OGH 29.11.2017, 8ObA55/17x: Untergerichte dürfen Behauptungen zu Defekten oder versagenden Sicherheitsvorrichtungen nicht ohne Beweisaufnahme verwerfen. Es braucht ein sauberes Verfahren: Waren Bremssysteme fehlerhaft? Lag eine ungewöhnliche Gefahrenlage vor? Erst dann darf über Haftung entschieden werden.

Für die Praxis im österreichischen Arbeitsrecht heißt das: Dokumentieren Sie technische Auffälligkeiten konsequent. Verlangen Sie Werkstattprotokolle, Störungsmeldungen und Fahrzeugdaten.
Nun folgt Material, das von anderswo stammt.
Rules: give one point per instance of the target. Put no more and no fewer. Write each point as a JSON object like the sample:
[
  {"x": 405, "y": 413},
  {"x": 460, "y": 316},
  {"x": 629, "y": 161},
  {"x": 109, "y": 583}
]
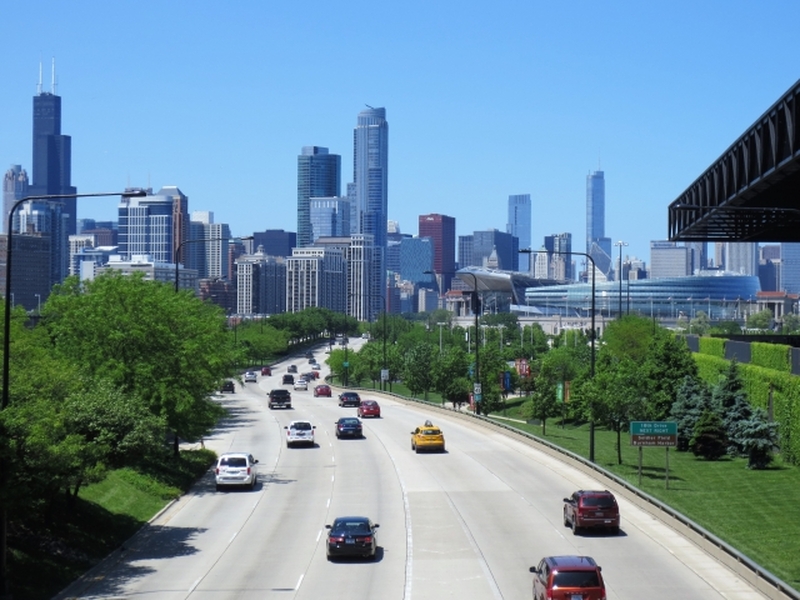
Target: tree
[
  {"x": 417, "y": 372},
  {"x": 757, "y": 437},
  {"x": 708, "y": 439},
  {"x": 168, "y": 349},
  {"x": 693, "y": 399},
  {"x": 664, "y": 367},
  {"x": 615, "y": 393},
  {"x": 450, "y": 376},
  {"x": 731, "y": 402}
]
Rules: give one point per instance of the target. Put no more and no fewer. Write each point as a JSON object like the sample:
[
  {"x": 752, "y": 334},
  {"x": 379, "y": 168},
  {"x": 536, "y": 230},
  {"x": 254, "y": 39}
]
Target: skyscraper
[
  {"x": 598, "y": 246},
  {"x": 519, "y": 225},
  {"x": 441, "y": 229},
  {"x": 318, "y": 176},
  {"x": 559, "y": 246},
  {"x": 369, "y": 210},
  {"x": 52, "y": 152},
  {"x": 147, "y": 226},
  {"x": 15, "y": 187}
]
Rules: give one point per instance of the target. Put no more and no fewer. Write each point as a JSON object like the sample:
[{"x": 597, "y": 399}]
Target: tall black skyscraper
[{"x": 52, "y": 151}]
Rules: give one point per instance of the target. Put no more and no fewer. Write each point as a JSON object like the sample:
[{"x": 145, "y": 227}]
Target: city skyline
[{"x": 562, "y": 92}]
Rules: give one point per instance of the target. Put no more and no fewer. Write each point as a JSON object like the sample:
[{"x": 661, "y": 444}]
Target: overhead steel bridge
[{"x": 752, "y": 192}]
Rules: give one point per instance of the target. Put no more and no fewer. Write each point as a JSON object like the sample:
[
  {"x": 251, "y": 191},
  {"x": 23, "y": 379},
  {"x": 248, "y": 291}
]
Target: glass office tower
[
  {"x": 519, "y": 225},
  {"x": 318, "y": 176}
]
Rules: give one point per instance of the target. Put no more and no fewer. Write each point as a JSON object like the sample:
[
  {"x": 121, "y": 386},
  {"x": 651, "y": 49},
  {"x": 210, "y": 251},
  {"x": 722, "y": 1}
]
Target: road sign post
[{"x": 654, "y": 433}]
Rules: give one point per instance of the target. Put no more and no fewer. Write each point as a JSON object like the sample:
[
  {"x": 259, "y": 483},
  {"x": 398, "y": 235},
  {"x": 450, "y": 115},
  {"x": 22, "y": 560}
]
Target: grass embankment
[
  {"x": 46, "y": 554},
  {"x": 753, "y": 511}
]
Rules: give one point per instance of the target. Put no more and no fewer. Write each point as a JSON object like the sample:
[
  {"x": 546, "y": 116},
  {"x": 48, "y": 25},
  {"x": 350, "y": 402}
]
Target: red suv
[
  {"x": 591, "y": 509},
  {"x": 567, "y": 578}
]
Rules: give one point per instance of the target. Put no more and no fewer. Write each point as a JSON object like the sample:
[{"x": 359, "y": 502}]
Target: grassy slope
[{"x": 753, "y": 511}]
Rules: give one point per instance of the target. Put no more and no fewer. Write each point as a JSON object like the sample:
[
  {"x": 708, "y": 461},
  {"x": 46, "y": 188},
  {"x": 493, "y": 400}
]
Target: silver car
[{"x": 237, "y": 469}]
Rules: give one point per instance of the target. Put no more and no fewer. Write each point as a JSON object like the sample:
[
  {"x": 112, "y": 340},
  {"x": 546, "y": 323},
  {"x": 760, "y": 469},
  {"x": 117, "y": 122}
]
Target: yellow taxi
[{"x": 427, "y": 437}]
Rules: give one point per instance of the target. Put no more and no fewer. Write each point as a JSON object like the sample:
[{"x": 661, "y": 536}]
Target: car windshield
[
  {"x": 599, "y": 501},
  {"x": 575, "y": 579}
]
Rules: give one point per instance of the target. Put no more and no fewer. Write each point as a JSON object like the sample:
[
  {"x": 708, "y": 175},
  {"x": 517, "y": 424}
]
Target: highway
[{"x": 466, "y": 524}]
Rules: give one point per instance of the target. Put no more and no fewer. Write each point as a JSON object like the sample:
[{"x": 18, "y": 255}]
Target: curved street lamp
[{"x": 4, "y": 583}]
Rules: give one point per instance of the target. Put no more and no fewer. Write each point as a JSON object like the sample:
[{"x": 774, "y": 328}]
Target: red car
[
  {"x": 322, "y": 390},
  {"x": 369, "y": 408}
]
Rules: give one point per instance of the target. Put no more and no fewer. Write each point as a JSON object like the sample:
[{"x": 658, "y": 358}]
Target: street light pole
[
  {"x": 593, "y": 334},
  {"x": 4, "y": 583},
  {"x": 477, "y": 391}
]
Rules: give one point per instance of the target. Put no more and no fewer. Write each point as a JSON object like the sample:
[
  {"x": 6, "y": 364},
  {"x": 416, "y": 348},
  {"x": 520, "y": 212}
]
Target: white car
[
  {"x": 299, "y": 432},
  {"x": 235, "y": 468}
]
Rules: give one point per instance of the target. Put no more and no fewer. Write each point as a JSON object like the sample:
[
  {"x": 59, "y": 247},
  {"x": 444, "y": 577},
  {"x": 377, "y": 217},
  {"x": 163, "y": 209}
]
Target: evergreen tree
[
  {"x": 692, "y": 400},
  {"x": 732, "y": 403},
  {"x": 709, "y": 440},
  {"x": 756, "y": 437}
]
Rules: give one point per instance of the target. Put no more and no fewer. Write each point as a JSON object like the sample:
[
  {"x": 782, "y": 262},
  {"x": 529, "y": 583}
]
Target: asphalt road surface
[{"x": 466, "y": 524}]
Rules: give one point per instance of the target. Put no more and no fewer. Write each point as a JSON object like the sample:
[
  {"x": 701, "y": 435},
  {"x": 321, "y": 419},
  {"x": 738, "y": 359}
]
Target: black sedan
[
  {"x": 349, "y": 427},
  {"x": 352, "y": 536}
]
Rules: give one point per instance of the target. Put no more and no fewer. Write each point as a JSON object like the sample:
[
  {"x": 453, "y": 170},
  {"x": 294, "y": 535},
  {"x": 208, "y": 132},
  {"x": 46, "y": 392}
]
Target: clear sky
[{"x": 483, "y": 100}]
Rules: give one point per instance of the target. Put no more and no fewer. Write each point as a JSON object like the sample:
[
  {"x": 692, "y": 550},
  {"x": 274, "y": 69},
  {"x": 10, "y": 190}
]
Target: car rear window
[
  {"x": 599, "y": 501},
  {"x": 353, "y": 526},
  {"x": 575, "y": 579}
]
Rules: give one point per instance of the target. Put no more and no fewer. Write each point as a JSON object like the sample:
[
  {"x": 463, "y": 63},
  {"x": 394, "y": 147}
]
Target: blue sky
[{"x": 483, "y": 100}]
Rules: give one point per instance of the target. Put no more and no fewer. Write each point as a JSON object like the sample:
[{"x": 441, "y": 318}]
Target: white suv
[
  {"x": 235, "y": 468},
  {"x": 299, "y": 432}
]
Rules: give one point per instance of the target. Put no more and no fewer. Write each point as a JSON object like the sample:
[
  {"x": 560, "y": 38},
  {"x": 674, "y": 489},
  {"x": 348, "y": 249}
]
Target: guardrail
[{"x": 757, "y": 576}]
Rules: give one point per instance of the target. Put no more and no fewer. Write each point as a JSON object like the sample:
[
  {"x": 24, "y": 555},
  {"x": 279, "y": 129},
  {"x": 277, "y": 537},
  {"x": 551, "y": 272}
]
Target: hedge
[
  {"x": 771, "y": 356},
  {"x": 759, "y": 382},
  {"x": 712, "y": 346}
]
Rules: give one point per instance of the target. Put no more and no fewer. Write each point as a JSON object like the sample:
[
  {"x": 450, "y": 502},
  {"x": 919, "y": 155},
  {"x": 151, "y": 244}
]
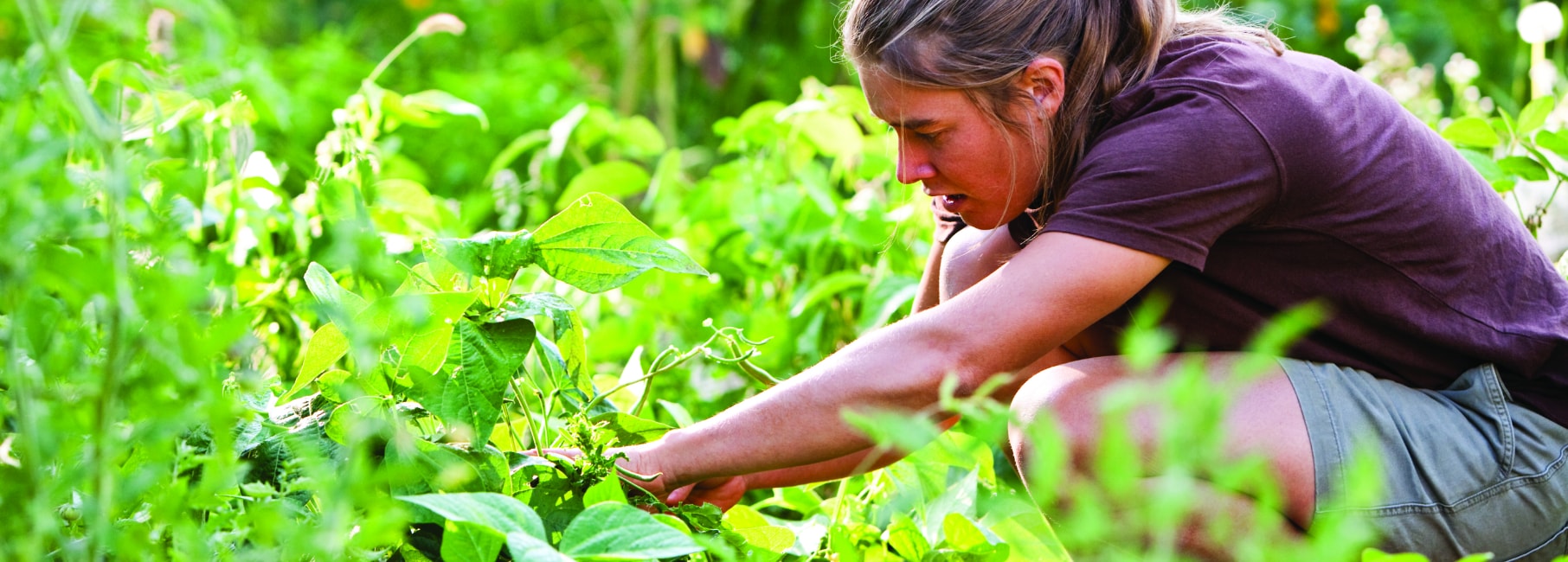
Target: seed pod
[
  {"x": 635, "y": 476},
  {"x": 756, "y": 373}
]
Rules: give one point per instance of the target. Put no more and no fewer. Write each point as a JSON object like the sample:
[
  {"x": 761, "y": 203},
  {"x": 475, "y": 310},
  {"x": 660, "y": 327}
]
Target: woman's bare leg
[{"x": 1263, "y": 418}]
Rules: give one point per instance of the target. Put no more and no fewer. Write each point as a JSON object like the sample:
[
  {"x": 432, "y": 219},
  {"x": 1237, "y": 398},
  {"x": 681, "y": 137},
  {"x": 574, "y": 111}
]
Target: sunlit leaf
[
  {"x": 325, "y": 348},
  {"x": 1534, "y": 115},
  {"x": 631, "y": 430},
  {"x": 614, "y": 531},
  {"x": 436, "y": 100},
  {"x": 568, "y": 342},
  {"x": 469, "y": 542},
  {"x": 480, "y": 363},
  {"x": 1471, "y": 131},
  {"x": 1488, "y": 168},
  {"x": 341, "y": 304},
  {"x": 494, "y": 511},
  {"x": 596, "y": 245},
  {"x": 525, "y": 546},
  {"x": 492, "y": 254},
  {"x": 615, "y": 179}
]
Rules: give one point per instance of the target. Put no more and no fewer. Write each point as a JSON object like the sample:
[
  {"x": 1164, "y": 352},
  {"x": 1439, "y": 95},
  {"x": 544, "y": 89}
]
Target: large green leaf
[
  {"x": 596, "y": 245},
  {"x": 469, "y": 542},
  {"x": 615, "y": 177},
  {"x": 341, "y": 303},
  {"x": 631, "y": 430},
  {"x": 614, "y": 531},
  {"x": 417, "y": 324},
  {"x": 492, "y": 254},
  {"x": 1534, "y": 115},
  {"x": 525, "y": 546},
  {"x": 480, "y": 363},
  {"x": 1473, "y": 131},
  {"x": 325, "y": 348},
  {"x": 419, "y": 105},
  {"x": 494, "y": 511},
  {"x": 568, "y": 332},
  {"x": 764, "y": 540}
]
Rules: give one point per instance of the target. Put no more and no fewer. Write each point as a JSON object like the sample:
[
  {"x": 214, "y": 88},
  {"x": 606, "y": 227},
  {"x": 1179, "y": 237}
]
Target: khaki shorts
[{"x": 1465, "y": 470}]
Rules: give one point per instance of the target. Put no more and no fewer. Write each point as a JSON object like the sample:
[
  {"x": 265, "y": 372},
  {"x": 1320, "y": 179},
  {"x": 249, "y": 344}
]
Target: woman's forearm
[{"x": 851, "y": 463}]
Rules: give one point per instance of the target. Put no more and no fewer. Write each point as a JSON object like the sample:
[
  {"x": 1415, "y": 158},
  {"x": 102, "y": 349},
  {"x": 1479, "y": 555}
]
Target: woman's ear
[{"x": 1044, "y": 83}]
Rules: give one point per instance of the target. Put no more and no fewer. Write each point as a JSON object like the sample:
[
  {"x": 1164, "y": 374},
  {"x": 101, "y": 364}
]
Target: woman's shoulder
[{"x": 1243, "y": 74}]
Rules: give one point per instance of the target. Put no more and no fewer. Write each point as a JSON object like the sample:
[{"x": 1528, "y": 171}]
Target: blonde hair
[{"x": 980, "y": 46}]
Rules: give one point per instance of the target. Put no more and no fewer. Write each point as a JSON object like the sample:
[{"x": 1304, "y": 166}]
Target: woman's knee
[
  {"x": 1068, "y": 396},
  {"x": 971, "y": 256}
]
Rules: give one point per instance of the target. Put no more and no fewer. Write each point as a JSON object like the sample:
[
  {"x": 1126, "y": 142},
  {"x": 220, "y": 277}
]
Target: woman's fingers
[{"x": 679, "y": 495}]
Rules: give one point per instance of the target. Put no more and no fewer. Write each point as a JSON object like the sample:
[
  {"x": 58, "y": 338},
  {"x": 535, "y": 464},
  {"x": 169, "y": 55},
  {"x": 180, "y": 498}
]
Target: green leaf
[
  {"x": 1372, "y": 554},
  {"x": 834, "y": 135},
  {"x": 469, "y": 542},
  {"x": 596, "y": 245},
  {"x": 1523, "y": 166},
  {"x": 1534, "y": 115},
  {"x": 162, "y": 113},
  {"x": 436, "y": 100},
  {"x": 494, "y": 511},
  {"x": 416, "y": 324},
  {"x": 569, "y": 343},
  {"x": 1488, "y": 168},
  {"x": 640, "y": 137},
  {"x": 480, "y": 363},
  {"x": 678, "y": 412},
  {"x": 325, "y": 348},
  {"x": 631, "y": 430},
  {"x": 766, "y": 540},
  {"x": 492, "y": 254},
  {"x": 125, "y": 74},
  {"x": 342, "y": 201},
  {"x": 341, "y": 303},
  {"x": 903, "y": 431},
  {"x": 1554, "y": 141},
  {"x": 530, "y": 548},
  {"x": 606, "y": 490},
  {"x": 615, "y": 179},
  {"x": 1473, "y": 131},
  {"x": 614, "y": 531},
  {"x": 826, "y": 289},
  {"x": 905, "y": 537},
  {"x": 960, "y": 533}
]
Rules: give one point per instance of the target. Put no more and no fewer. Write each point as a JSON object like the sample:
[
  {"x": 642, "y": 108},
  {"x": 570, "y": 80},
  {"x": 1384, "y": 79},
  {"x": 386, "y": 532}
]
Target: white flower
[
  {"x": 397, "y": 243},
  {"x": 1462, "y": 69},
  {"x": 444, "y": 24},
  {"x": 1540, "y": 22}
]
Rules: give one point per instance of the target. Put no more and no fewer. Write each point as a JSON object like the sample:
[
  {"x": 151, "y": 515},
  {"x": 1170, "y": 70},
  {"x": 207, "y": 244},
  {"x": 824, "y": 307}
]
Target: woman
[{"x": 1183, "y": 154}]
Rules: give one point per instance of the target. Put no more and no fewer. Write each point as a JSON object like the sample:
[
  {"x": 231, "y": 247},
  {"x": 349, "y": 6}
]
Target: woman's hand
[{"x": 723, "y": 492}]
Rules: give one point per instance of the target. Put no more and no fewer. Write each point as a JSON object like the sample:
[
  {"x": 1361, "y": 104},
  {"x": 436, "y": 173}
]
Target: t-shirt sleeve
[{"x": 1172, "y": 179}]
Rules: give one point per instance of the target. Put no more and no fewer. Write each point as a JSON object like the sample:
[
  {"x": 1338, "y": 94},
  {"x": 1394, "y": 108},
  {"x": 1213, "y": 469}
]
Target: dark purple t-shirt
[{"x": 1276, "y": 181}]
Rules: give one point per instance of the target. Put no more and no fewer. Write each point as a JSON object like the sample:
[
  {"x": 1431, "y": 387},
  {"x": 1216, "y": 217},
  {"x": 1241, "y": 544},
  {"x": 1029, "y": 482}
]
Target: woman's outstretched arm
[{"x": 1050, "y": 291}]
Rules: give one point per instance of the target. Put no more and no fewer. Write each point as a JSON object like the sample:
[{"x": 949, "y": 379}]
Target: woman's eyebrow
[{"x": 911, "y": 123}]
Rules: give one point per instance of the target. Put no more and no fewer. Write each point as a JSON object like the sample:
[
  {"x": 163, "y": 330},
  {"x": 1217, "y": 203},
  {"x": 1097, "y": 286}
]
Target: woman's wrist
[{"x": 656, "y": 459}]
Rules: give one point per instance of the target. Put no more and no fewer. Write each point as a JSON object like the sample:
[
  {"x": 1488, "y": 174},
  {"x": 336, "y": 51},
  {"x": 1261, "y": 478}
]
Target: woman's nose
[{"x": 913, "y": 166}]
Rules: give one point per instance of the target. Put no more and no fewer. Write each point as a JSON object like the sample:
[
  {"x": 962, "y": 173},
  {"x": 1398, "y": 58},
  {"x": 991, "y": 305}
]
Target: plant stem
[{"x": 391, "y": 57}]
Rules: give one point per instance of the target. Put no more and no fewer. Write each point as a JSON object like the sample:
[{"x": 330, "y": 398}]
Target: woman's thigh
[
  {"x": 1259, "y": 418},
  {"x": 1463, "y": 470}
]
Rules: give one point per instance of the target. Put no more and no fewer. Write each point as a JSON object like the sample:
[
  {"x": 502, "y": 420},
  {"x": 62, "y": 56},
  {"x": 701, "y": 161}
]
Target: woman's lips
[{"x": 954, "y": 204}]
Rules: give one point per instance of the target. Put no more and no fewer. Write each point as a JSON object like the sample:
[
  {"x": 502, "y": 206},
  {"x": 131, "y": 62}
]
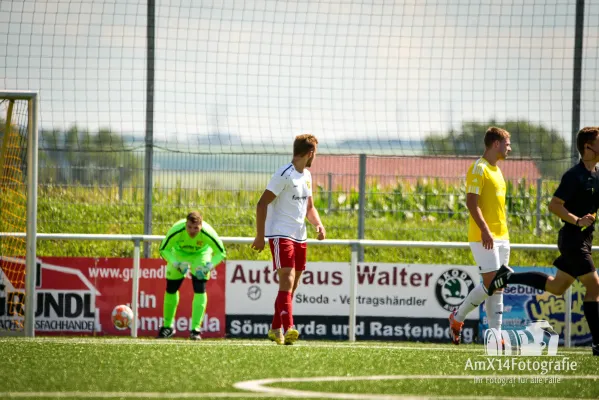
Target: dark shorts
[{"x": 575, "y": 252}]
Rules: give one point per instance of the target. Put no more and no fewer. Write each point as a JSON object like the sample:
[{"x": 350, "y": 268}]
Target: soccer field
[{"x": 99, "y": 368}]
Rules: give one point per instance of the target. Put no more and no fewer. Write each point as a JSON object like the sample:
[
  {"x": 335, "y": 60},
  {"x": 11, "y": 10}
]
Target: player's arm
[
  {"x": 261, "y": 210},
  {"x": 475, "y": 181},
  {"x": 564, "y": 192},
  {"x": 314, "y": 218},
  {"x": 476, "y": 212},
  {"x": 557, "y": 207},
  {"x": 218, "y": 249},
  {"x": 169, "y": 241}
]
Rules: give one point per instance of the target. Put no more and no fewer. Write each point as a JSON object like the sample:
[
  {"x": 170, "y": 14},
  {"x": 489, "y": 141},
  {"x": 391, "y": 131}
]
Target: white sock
[
  {"x": 494, "y": 308},
  {"x": 473, "y": 300}
]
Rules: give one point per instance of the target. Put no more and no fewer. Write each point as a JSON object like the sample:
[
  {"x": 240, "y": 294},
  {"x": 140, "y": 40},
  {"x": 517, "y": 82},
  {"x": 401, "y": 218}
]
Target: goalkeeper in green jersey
[{"x": 190, "y": 246}]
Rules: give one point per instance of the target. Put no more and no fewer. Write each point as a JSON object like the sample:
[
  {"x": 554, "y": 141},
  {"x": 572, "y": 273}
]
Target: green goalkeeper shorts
[{"x": 174, "y": 273}]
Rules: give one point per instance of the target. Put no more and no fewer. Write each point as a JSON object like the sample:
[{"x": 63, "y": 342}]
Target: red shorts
[{"x": 288, "y": 254}]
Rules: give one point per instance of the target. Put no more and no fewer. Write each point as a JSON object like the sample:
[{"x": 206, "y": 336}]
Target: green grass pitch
[{"x": 101, "y": 368}]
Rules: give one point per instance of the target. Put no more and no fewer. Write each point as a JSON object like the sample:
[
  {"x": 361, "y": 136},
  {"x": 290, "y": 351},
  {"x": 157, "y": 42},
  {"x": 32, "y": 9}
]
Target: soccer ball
[{"x": 122, "y": 316}]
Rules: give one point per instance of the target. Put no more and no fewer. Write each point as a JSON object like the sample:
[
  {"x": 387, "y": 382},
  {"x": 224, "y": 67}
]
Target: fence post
[
  {"x": 362, "y": 205},
  {"x": 353, "y": 280},
  {"x": 121, "y": 182},
  {"x": 568, "y": 319},
  {"x": 135, "y": 294},
  {"x": 330, "y": 200},
  {"x": 539, "y": 199}
]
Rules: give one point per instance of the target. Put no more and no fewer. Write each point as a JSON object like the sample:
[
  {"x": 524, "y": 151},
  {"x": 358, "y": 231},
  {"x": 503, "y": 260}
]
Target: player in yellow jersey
[{"x": 487, "y": 230}]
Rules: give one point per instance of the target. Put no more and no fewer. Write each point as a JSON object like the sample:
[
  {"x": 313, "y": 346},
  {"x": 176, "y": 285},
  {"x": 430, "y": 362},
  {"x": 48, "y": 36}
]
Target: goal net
[{"x": 18, "y": 165}]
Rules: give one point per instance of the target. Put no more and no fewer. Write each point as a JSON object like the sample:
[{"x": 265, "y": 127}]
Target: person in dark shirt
[{"x": 575, "y": 201}]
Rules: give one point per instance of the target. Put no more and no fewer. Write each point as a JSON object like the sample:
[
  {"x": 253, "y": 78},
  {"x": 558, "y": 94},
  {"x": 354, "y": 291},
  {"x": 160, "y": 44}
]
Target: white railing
[{"x": 353, "y": 243}]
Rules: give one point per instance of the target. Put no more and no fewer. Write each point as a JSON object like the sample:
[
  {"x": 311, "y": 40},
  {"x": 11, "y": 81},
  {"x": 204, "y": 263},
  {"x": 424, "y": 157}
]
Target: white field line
[
  {"x": 224, "y": 343},
  {"x": 260, "y": 385},
  {"x": 259, "y": 390}
]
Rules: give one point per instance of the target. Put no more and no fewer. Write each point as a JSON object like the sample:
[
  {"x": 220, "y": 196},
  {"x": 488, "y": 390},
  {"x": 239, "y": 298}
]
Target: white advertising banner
[{"x": 384, "y": 289}]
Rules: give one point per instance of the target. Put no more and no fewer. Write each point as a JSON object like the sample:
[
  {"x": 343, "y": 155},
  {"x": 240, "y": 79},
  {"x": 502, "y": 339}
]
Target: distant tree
[
  {"x": 529, "y": 141},
  {"x": 78, "y": 156}
]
Nur so lässt sich die außergewöhnliche Betriebsgefahr nach EKHG belegen – und nur dann kann die Halterin nicht hinter § 3 Z 3 EKHG in Deckung gehen. Auch hier ist die Orientierung an „außergewöhnliche Betriebsgefahr EKHG OGH“ hilfreich.

Die Wende im Verfahren: Warum ohne Beweise keine Abweisung zulässig war

Der Oberste Gerichtshof hat am 29.11.2017 (8ObA55/17x) entschieden, dass bei behauptetem Defekt oder Versagen von Sicherheitseinrichtungen eine EKHG-Haftung trotz Tätigkeit „beim Betrieb“ möglich ist und daher Beweise zu erheben sind.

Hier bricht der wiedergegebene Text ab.